Monte Carlo contact's corner

In this page, we collect useful information for Monte Carlo contacts about how to act in McM

Preliminary steps

Let us know your name! When we have the names of all MC subgroup contacts we will create a mailing list.

Monte Carlo contacts

https://twiki.cern.ch/twiki/bin/viewauth/CMS/McM#Register

Ask the generator conveners cms-phys-conveners-GEN@cernNOSPAMPLEASE.ch the permission to upload LHE files to EOS disks.
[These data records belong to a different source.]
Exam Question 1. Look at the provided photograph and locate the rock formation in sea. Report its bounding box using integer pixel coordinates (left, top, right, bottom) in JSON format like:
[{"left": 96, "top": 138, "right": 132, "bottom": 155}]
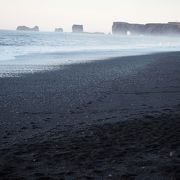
[
  {"left": 72, "top": 24, "right": 84, "bottom": 33},
  {"left": 16, "top": 26, "right": 39, "bottom": 31},
  {"left": 112, "top": 22, "right": 180, "bottom": 35},
  {"left": 54, "top": 28, "right": 63, "bottom": 32}
]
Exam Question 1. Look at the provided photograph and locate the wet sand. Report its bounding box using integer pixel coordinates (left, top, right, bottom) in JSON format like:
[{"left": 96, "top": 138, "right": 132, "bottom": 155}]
[{"left": 0, "top": 52, "right": 180, "bottom": 180}]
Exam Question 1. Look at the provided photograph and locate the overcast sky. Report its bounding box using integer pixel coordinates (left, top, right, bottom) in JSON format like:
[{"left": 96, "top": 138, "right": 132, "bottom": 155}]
[{"left": 0, "top": 0, "right": 180, "bottom": 32}]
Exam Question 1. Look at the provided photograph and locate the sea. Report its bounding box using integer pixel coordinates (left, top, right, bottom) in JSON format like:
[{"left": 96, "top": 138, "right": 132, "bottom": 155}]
[{"left": 0, "top": 30, "right": 180, "bottom": 78}]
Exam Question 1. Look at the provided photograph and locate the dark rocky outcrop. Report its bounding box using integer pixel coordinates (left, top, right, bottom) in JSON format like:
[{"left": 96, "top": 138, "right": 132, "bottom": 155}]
[
  {"left": 72, "top": 24, "right": 84, "bottom": 33},
  {"left": 16, "top": 26, "right": 39, "bottom": 31},
  {"left": 112, "top": 22, "right": 180, "bottom": 35},
  {"left": 54, "top": 28, "right": 63, "bottom": 32}
]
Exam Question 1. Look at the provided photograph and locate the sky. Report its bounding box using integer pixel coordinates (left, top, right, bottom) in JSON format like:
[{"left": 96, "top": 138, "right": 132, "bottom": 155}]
[{"left": 0, "top": 0, "right": 180, "bottom": 32}]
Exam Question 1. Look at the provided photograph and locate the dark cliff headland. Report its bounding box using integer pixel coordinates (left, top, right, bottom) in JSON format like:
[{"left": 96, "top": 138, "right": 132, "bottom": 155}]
[{"left": 112, "top": 22, "right": 180, "bottom": 35}]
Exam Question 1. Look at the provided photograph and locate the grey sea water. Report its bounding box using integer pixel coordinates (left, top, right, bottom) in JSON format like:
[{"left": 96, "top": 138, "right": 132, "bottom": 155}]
[{"left": 0, "top": 30, "right": 180, "bottom": 77}]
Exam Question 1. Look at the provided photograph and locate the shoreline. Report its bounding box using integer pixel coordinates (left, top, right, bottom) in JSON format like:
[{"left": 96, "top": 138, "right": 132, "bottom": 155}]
[{"left": 0, "top": 52, "right": 180, "bottom": 179}]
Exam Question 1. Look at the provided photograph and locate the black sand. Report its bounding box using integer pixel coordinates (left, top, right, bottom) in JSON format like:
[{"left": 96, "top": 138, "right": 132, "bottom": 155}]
[{"left": 0, "top": 52, "right": 180, "bottom": 180}]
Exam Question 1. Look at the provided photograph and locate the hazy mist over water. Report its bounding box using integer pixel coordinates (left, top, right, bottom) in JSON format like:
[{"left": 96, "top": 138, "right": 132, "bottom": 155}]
[{"left": 0, "top": 30, "right": 180, "bottom": 77}]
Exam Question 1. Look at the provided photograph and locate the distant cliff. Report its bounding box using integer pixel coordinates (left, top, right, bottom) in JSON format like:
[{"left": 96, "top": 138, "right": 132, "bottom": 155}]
[
  {"left": 16, "top": 26, "right": 39, "bottom": 31},
  {"left": 54, "top": 28, "right": 63, "bottom": 32},
  {"left": 72, "top": 24, "right": 84, "bottom": 33},
  {"left": 112, "top": 22, "right": 180, "bottom": 35}
]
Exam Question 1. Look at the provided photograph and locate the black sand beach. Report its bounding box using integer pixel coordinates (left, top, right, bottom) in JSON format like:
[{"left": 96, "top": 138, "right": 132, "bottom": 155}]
[{"left": 0, "top": 52, "right": 180, "bottom": 180}]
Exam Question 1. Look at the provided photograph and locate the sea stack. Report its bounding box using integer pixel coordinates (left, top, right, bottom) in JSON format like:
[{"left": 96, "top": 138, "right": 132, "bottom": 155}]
[
  {"left": 54, "top": 28, "right": 63, "bottom": 32},
  {"left": 72, "top": 24, "right": 84, "bottom": 33},
  {"left": 16, "top": 26, "right": 39, "bottom": 31}
]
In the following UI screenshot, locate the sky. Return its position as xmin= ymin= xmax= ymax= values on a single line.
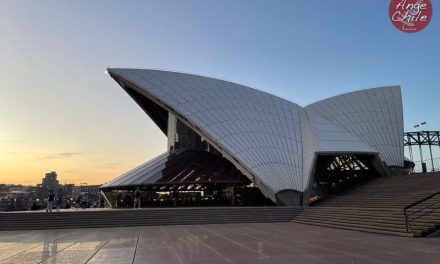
xmin=0 ymin=0 xmax=440 ymax=184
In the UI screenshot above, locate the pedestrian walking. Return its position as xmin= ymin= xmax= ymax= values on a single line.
xmin=133 ymin=187 xmax=141 ymax=208
xmin=55 ymin=189 xmax=63 ymax=212
xmin=46 ymin=189 xmax=55 ymax=213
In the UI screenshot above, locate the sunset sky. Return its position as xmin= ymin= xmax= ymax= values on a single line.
xmin=0 ymin=0 xmax=440 ymax=184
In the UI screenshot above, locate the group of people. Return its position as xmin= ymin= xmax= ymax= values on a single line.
xmin=46 ymin=189 xmax=63 ymax=213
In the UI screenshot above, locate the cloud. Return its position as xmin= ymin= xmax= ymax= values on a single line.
xmin=42 ymin=152 xmax=82 ymax=159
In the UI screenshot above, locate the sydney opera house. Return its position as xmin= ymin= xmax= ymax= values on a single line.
xmin=101 ymin=68 xmax=404 ymax=206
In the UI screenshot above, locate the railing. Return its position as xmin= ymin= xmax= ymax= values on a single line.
xmin=403 ymin=192 xmax=440 ymax=232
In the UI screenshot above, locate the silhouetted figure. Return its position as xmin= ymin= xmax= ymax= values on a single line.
xmin=31 ymin=202 xmax=41 ymax=211
xmin=75 ymin=194 xmax=82 ymax=208
xmin=46 ymin=189 xmax=55 ymax=213
xmin=55 ymin=189 xmax=63 ymax=212
xmin=116 ymin=193 xmax=122 ymax=208
xmin=133 ymin=187 xmax=141 ymax=208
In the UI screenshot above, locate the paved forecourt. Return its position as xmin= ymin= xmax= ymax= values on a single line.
xmin=0 ymin=223 xmax=440 ymax=264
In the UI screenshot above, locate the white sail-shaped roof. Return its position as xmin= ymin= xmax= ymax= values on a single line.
xmin=306 ymin=86 xmax=403 ymax=166
xmin=108 ymin=69 xmax=403 ymax=200
xmin=109 ymin=69 xmax=307 ymax=196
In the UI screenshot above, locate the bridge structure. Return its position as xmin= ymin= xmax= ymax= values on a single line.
xmin=403 ymin=130 xmax=440 ymax=172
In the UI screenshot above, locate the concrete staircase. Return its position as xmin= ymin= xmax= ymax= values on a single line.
xmin=293 ymin=173 xmax=440 ymax=237
xmin=0 ymin=207 xmax=302 ymax=230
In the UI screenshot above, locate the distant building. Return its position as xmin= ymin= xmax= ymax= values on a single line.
xmin=41 ymin=171 xmax=59 ymax=190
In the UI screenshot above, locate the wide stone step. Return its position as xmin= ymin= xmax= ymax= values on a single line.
xmin=293 ymin=220 xmax=418 ymax=237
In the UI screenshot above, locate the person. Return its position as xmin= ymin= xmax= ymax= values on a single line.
xmin=116 ymin=192 xmax=122 ymax=208
xmin=75 ymin=194 xmax=82 ymax=208
xmin=81 ymin=194 xmax=89 ymax=209
xmin=46 ymin=189 xmax=55 ymax=213
xmin=133 ymin=187 xmax=141 ymax=208
xmin=55 ymin=189 xmax=63 ymax=212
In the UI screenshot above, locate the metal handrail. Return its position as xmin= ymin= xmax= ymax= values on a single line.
xmin=403 ymin=192 xmax=440 ymax=232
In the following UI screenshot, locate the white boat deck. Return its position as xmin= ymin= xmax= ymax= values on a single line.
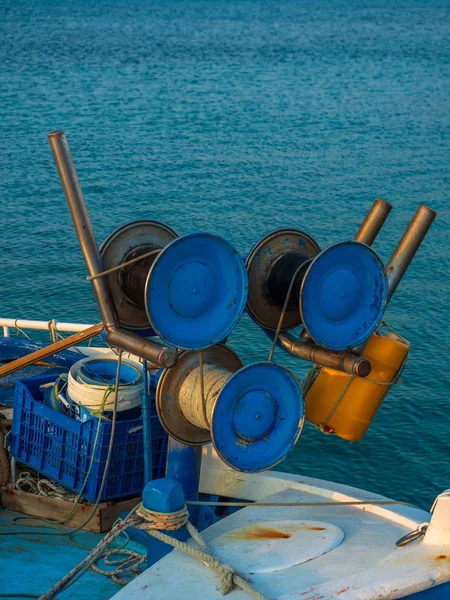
xmin=115 ymin=447 xmax=450 ymax=600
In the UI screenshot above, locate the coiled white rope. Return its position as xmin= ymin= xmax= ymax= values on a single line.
xmin=136 ymin=504 xmax=269 ymax=600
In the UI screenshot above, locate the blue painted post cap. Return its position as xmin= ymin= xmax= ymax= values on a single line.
xmin=142 ymin=477 xmax=184 ymax=513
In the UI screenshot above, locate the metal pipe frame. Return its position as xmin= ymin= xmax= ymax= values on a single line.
xmin=354 ymin=198 xmax=392 ymax=246
xmin=278 ymin=332 xmax=372 ymax=377
xmin=48 ymin=131 xmax=177 ymax=367
xmin=386 ymin=204 xmax=437 ymax=302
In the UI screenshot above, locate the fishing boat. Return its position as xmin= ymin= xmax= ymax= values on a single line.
xmin=0 ymin=132 xmax=450 ymax=600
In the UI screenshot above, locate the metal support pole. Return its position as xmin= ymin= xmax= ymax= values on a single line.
xmin=48 ymin=131 xmax=177 ymax=367
xmin=279 ymin=332 xmax=372 ymax=377
xmin=386 ymin=205 xmax=436 ymax=301
xmin=142 ymin=360 xmax=153 ymax=485
xmin=355 ymin=198 xmax=392 ymax=246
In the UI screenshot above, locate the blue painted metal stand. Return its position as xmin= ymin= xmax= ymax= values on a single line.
xmin=166 ymin=437 xmax=202 ymax=525
xmin=142 ymin=478 xmax=188 ymax=567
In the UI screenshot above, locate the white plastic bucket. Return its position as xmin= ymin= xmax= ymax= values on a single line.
xmin=67 ymin=357 xmax=144 ymax=411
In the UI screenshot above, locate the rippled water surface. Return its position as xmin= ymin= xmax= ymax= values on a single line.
xmin=0 ymin=0 xmax=450 ymax=507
Be subscribed to the following HNs:

to actively use: https://hypernews.cern.ch/HyperNews/CMS/get/prep-ops.html
to ask questions: https://hypernews.cern.ch/HyperNews/CMS/get/generators.html
just to monitor generation status: https://hypernews.cern.ch/HyperNews/CMS/get/datasets.html, https://hypernews.cern.ch/HyperNews/CMS/get/dataopsrequests.html https://hypernews.cern.ch/HyperNews/CMS/get/comp-ops.html

A general flow-chart of MC request submission (courtesy of D. Sheffield)

1- Preparing LHE files

Many generators (POWHEG, MadGraph5_aMCatNLO etc.) use LHE files as a starting point for generation. If you use a generator that does the ME step on the fly (e.g. bare Pythia) just skip this part.

See the dedicated section of this Twiki for Matrix Element generators
If you need help to prepare Madgraph5_aMCatNLO LHE files, you can contact the cms Madgraph team using the generators hypernews.

There are two ways to technically produce LHE files:

In most cases, you should use campaigns called "xxxwmLHE" to request a central production of the LHE. It can also help to keep track of the sample.
Only if this is not possible or analysts provide LHE files directly, you can do it "privately", then you can use campaigns called "xxxpLHE"

P.S: It is strongly recommended to check the LHE files locally before uploading, so that we don"t upload the broken LHE files which cause a lot of problem later in production

xmllint --stream --noout ${file}.lhe > /dev/null 2>&1; test $? -eq 0 || fail_exit "xmllint integrity check failed on ${file}.lhe"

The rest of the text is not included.